O LORD, how long shall I cry for help, and you will not hear? Or cry to you “Violence!” and you will not save? Why do you make me see iniquity, and why do you idly look at wrong? Destruction and violence are before me; strife and contention arise. So the law is paralyzed, and justice never goes forth. For the wicked surround the righteous; so justice goes forth perverted.
(Habakkuk 1:2-4)
This is the opening of the book of Habakkuk. The time is around the mid to late 7th century B.C. The northern tribes of Israel have been taken captive by the Assyrians. Judah still remains, but there is a lot of trouble. Probably like many of other people in Judah, Habakkuk appears to wonder if God notices, and if he does, what is he going to do about it.

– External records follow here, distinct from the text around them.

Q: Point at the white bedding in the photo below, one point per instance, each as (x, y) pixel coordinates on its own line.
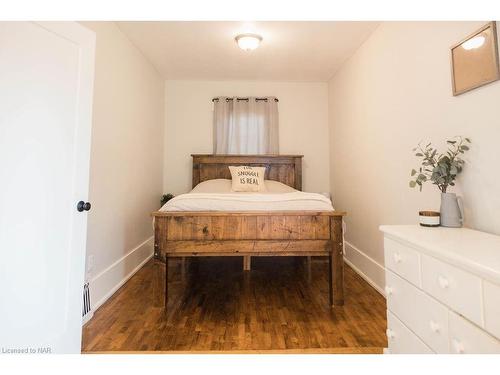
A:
(214, 195)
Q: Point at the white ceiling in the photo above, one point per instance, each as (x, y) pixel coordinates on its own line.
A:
(290, 51)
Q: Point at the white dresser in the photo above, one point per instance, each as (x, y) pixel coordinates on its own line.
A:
(443, 290)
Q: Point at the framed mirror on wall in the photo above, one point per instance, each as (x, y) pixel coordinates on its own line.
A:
(474, 60)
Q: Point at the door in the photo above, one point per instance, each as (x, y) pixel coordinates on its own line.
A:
(46, 88)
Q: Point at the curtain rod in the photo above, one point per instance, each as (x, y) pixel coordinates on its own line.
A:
(246, 99)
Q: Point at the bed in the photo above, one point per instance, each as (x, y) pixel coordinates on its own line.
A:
(185, 231)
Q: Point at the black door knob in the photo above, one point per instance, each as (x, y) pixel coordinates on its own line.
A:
(83, 206)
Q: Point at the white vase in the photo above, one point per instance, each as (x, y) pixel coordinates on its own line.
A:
(451, 216)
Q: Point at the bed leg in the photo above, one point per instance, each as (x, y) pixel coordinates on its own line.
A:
(166, 282)
(247, 259)
(336, 263)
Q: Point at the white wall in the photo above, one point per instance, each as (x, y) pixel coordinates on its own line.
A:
(394, 92)
(303, 111)
(126, 162)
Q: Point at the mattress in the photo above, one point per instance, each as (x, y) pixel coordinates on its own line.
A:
(216, 195)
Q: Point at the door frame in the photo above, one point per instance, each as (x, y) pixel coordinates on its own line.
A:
(85, 40)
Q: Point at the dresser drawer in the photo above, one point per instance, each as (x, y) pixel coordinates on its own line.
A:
(456, 288)
(419, 312)
(401, 340)
(466, 338)
(491, 295)
(402, 260)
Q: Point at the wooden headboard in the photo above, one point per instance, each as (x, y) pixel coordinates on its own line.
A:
(286, 169)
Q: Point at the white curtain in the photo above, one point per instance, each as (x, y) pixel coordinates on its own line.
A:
(246, 126)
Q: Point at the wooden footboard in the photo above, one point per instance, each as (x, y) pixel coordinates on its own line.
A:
(270, 233)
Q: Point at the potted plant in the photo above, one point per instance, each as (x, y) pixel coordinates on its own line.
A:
(442, 169)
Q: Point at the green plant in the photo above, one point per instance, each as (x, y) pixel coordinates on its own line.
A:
(441, 169)
(165, 198)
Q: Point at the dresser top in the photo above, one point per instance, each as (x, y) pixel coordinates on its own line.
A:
(471, 250)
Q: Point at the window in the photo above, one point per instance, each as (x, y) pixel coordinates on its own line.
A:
(246, 125)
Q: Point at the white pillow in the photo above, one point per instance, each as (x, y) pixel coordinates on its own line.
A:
(278, 187)
(245, 178)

God responds to Habakkuk’s question. “Look among the nations, and see; wonder and be astounded. For I am doing a work in your days that you would not believe if told. For behold, I am raising up the Chaldeans, that bitter and hasty nation, who march through the breadth of the earth, to seize dwellings not their own.” (Habakkuk 1: 5-6)
Are you kidding? God’s response to the trouble that is in Judah is to bring the Babylonians to take Judah. Unbelievable! The people of Judah may be bad, but they aren’t nearly as bad as the Babylonians. God goes on in Habakkuk chapter one to describe the Babylonians as dreaded, fearsome, violent, and “guilty men, whose own might is their god.” How could God do this?
It is here that we should stop and point out that God often does the incredible, the unbelievable. God created the world out of nothing. He spoke the world into existence. Unbelievable! Because of the wickedness of humanity in the days of Noah, God destroyed the world with a flood. Unbelievable! God called Abraham and Sarah, promised them a son and delivered on that promise when they were far past their childbearing years. Unbelievable! God rescued a nation of slaves from Egypt, the most powerful nation in the world at the time. Unbelievable! The list could go on and on.
God does the unbelievable. It is an unbelievable thing is that God wants to be with us. As stubborn and rebellious and difficult and wicked as we can be, he still desires to be with us. As unbelievable as that is, what’s more incredible is the lengths to which God will go to make that possible.
Around 700 years after Habakkuk spoke to God, we find another of God’s people asking questions of a strange new rabbi named Jesus. Nicodemus comes to Jesus looking for answers. Jesus speaks to him about being born again, born from above. Nicodemus wonders how this can happen. Jesus speaks of being born again of water and spirit, of heavenly things, and eternal life. Nicodemus still does not understand. It’s just unbelievable.
Then Jesus says the most unbelievable thing. “For God so loved the world,that he gave his only Son, that whoever believes in him should not perish but have eternal life. For God did not send his Son into the world to condemn the world, but in order that the world might be saved through him.” (John 3:16-17)
We watch as we follow Jesus through the Gospels. We watch as we follow him all the way to the cross. We hear his plea to the Father in the garden of “Let this cup pass from me.” We read of the abuse, the mocking, the beating, the humiliation, the pain and suffering. We listen to him cry out, “My God, my God, why have you forsaken me?” We hear him say, “It is finished.” And as we see this and witness the lengths to which God will go so that we can be with him, there is word that comes to mind. “Unbelievable!
It is truly amazing to see how much Jesus loves us, and how badly he wants to be with us. That kind of love and self sacrifice should elicit a response from us. It demands our love and devotion to him in return. It should result in lives that are marked by our faithful obedience to him, and lives that are transformed into his image. If that is not our reaction to what he has done for us, that’s unbelievable.